Heat exchangers are devices that conducting heat transfer between two fluids at difference temperatures (Kirk, 1999). In many types of heat exchanger, the two fluids are separated by a solid wall to prevent they are not in direct contact with each other. The primary heat transfer modes in heat exchangers are convention and conduction. The convention occurs in the boundary layer between the fluids on each side of the solid wall and the conduction occurs in the solid wall itself. Double pipe heat exchanger is one of the examples of heat exchanger applications. To maximize conduction heat transfer, the heat exchanger devices such as double pipe heat exchanger use liquid coolants to tranfer the heat. Thus, heat exchanger performance depends on the effectiveness of the heat tranfer fluids.
The heat transfer fluids play an important role in the development of heat exchanger equipment. However, the conventional coolant fluids such as ethylene, water and oil offer low heat transfer properties. Thus, the advanced heat transfer fluids development with higher heat transfer properties is in a strong demand. Therefore, to obtain higher heat transfer properties, a new generation of heat transfer fluids have been developed which is called nanofluid.
2.2) Double pipe
Double pipe is the one of heat exchanger applications. Double pipe heat exchanger is made of concentric inner and outer pipe (Sadik et al, 2002).

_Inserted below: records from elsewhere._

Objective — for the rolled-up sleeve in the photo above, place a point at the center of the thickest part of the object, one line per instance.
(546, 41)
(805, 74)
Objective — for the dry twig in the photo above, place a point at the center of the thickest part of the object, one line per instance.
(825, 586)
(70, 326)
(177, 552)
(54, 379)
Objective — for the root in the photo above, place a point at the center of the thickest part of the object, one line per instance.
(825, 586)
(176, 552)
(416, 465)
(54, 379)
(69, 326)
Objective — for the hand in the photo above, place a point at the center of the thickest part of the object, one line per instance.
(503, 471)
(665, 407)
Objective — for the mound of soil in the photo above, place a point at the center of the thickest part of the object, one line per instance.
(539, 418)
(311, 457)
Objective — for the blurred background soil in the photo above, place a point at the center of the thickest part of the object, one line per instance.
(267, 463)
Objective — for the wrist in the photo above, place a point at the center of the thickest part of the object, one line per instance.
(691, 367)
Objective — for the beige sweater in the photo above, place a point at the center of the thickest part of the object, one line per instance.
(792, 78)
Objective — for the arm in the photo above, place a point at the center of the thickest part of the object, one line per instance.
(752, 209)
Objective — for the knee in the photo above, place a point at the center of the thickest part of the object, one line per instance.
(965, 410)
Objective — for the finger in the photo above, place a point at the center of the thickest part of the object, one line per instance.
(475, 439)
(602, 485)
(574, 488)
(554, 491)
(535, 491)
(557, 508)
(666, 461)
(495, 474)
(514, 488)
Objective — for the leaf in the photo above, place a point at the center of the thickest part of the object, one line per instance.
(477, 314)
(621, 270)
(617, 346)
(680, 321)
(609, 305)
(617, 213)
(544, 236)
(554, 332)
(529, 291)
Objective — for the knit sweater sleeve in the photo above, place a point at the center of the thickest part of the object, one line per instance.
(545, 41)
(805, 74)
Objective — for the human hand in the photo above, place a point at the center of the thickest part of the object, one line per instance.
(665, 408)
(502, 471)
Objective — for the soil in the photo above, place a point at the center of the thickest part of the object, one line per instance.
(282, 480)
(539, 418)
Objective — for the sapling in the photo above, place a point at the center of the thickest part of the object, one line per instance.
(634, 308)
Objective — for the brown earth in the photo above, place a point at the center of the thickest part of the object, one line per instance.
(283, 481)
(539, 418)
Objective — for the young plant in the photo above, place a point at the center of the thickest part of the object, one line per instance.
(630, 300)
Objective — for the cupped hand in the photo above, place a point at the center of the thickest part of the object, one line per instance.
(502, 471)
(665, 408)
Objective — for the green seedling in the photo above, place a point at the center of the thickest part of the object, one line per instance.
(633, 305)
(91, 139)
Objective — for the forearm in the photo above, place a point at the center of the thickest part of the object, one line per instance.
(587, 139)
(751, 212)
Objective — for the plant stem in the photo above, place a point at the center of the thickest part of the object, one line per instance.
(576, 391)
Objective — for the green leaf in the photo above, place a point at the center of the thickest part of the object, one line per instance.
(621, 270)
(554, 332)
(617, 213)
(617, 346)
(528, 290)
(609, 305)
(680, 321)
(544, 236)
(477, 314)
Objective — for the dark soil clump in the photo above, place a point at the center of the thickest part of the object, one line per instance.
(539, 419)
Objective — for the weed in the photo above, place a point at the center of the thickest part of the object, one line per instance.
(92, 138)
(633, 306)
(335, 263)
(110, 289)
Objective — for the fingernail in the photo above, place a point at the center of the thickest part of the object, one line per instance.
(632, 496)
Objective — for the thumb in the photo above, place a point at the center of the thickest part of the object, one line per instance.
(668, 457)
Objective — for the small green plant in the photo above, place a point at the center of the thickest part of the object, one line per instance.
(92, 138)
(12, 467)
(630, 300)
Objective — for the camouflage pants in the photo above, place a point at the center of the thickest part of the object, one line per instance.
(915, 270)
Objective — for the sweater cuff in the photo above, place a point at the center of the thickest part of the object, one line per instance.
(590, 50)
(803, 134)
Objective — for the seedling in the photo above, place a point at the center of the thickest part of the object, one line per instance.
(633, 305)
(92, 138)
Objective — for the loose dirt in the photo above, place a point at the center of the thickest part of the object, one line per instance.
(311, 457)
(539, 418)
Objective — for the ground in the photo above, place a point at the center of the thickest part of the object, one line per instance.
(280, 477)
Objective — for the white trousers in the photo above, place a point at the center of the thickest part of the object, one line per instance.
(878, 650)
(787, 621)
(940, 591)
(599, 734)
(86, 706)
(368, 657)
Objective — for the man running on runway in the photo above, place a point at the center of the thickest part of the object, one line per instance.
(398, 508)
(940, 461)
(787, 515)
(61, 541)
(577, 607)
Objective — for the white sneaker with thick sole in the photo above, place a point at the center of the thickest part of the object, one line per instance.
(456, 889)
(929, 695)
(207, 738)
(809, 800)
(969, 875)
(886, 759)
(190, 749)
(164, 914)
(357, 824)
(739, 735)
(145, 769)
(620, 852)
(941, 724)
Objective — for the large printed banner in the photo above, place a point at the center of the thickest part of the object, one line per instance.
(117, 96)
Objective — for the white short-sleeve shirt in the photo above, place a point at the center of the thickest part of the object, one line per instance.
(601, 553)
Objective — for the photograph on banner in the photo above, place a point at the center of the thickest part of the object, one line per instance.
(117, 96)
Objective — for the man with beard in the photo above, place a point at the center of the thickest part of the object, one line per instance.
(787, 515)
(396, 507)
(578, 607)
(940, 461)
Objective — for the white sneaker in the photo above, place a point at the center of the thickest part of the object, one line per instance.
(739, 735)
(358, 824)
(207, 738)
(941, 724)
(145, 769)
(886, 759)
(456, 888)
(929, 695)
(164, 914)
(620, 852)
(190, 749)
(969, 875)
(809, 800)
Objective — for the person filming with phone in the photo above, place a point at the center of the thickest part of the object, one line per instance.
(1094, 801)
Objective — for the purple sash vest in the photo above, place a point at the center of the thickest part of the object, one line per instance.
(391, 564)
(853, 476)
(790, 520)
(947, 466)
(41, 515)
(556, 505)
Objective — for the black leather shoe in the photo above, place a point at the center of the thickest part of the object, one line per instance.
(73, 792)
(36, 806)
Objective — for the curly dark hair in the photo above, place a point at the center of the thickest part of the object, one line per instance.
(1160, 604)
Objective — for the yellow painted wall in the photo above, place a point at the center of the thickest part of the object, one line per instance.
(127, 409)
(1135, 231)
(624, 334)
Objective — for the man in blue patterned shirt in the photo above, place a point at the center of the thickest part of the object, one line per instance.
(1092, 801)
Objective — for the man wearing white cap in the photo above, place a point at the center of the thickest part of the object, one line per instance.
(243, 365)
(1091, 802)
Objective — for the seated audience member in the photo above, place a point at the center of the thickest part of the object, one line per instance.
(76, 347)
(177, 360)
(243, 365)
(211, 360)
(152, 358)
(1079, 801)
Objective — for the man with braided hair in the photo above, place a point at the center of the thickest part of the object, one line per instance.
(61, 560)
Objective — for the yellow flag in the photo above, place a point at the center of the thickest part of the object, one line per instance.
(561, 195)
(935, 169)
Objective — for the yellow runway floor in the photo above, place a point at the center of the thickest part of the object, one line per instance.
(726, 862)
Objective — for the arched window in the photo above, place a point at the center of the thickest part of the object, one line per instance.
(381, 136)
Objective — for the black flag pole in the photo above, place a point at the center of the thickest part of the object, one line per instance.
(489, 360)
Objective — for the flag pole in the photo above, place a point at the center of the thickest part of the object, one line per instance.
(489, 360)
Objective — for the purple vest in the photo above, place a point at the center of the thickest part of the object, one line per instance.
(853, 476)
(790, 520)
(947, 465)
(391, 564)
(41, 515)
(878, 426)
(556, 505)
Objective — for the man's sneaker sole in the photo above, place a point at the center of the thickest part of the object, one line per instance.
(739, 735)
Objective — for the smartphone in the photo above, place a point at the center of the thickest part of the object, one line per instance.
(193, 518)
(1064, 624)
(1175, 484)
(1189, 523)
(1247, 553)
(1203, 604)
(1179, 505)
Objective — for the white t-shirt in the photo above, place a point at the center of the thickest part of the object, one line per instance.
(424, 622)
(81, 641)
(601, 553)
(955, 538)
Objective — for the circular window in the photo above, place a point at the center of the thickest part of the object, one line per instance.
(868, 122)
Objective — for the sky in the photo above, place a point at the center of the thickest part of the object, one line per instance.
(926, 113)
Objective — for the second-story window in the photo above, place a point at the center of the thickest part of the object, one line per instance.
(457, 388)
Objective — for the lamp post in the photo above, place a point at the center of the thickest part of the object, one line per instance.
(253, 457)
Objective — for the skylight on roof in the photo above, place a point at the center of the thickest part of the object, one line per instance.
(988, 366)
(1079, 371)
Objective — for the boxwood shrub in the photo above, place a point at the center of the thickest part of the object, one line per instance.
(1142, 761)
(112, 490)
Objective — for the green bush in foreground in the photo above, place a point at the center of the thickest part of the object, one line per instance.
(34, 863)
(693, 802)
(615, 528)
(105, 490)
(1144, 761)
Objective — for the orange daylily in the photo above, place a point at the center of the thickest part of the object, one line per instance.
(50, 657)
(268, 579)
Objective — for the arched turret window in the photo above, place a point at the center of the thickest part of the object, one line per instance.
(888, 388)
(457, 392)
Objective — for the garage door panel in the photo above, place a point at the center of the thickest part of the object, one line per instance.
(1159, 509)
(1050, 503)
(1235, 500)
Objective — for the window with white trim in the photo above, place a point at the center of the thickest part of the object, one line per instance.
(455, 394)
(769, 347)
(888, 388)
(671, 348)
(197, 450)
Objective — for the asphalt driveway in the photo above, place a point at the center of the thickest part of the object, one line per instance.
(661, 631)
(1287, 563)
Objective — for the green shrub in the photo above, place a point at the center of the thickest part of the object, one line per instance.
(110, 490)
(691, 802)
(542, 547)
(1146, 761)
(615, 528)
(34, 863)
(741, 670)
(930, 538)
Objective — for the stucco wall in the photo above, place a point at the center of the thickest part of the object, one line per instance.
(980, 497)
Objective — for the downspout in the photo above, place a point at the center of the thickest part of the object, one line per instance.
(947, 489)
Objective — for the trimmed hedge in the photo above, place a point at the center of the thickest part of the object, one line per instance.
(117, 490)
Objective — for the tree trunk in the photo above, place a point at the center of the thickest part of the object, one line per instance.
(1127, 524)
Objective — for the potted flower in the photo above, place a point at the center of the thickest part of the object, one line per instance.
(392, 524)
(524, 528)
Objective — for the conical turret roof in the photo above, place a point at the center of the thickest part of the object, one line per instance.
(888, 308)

Cold and hot liquid respectively flows in the gap of inner pipe and exchanges heat at the same time. U bends are used for inter connection inner pipe. The structure of double pipe heat exchanger is simple and heat transmission is large.
Figure 1: Double pipe heat exchanger in industry (www.brighthub.com)
Figure 2: the structure of double pipe heat exchanger (www.wikimedia.org)
The double pipe heat exchanger can be arranged as in figure 2. There are two shells joined at one end through return bend housing. In the inside of return bend housing, the central tube is bent or welded into a U-shape with the U-bend for this configuration. It will cause the shell side fluid to flow in series through each of two shells. The housing has a removable cover to allow removal or inner tubes.
The double pipe heat exchanger is also known as hairpin heat exchanger. These hairpins are based on modular principles. They can arrange in series (Figure 3), parallel (Figure 4) or series parallel combinations to achieve the duty of application.
Figure 3: An oil cooler with two hairpin sections arranged in series. (Sadik et al, 2002)
Figure 4: An oil cooler with two double pipe units in series on the shell side and parallel on the tube side (Sadik et al, 2002).
2.2.1) Purpose of double pipe heat exchanger
Generally, the double pipe heat exchanger used for high flow rate, temperature and pressure conditions. The heat transfer rate is high. The double pipe heat exchanger was developed to fit applications that are too small area and sections. They can be used in fouling conditions for easy to clean and maintenance. When small heat transfer areas are required, double pipe heat exchanger is excellent for heating and cooling fluids process. They are also very suitable for the fluids at high pressure due to the smaller diameter of the pipes.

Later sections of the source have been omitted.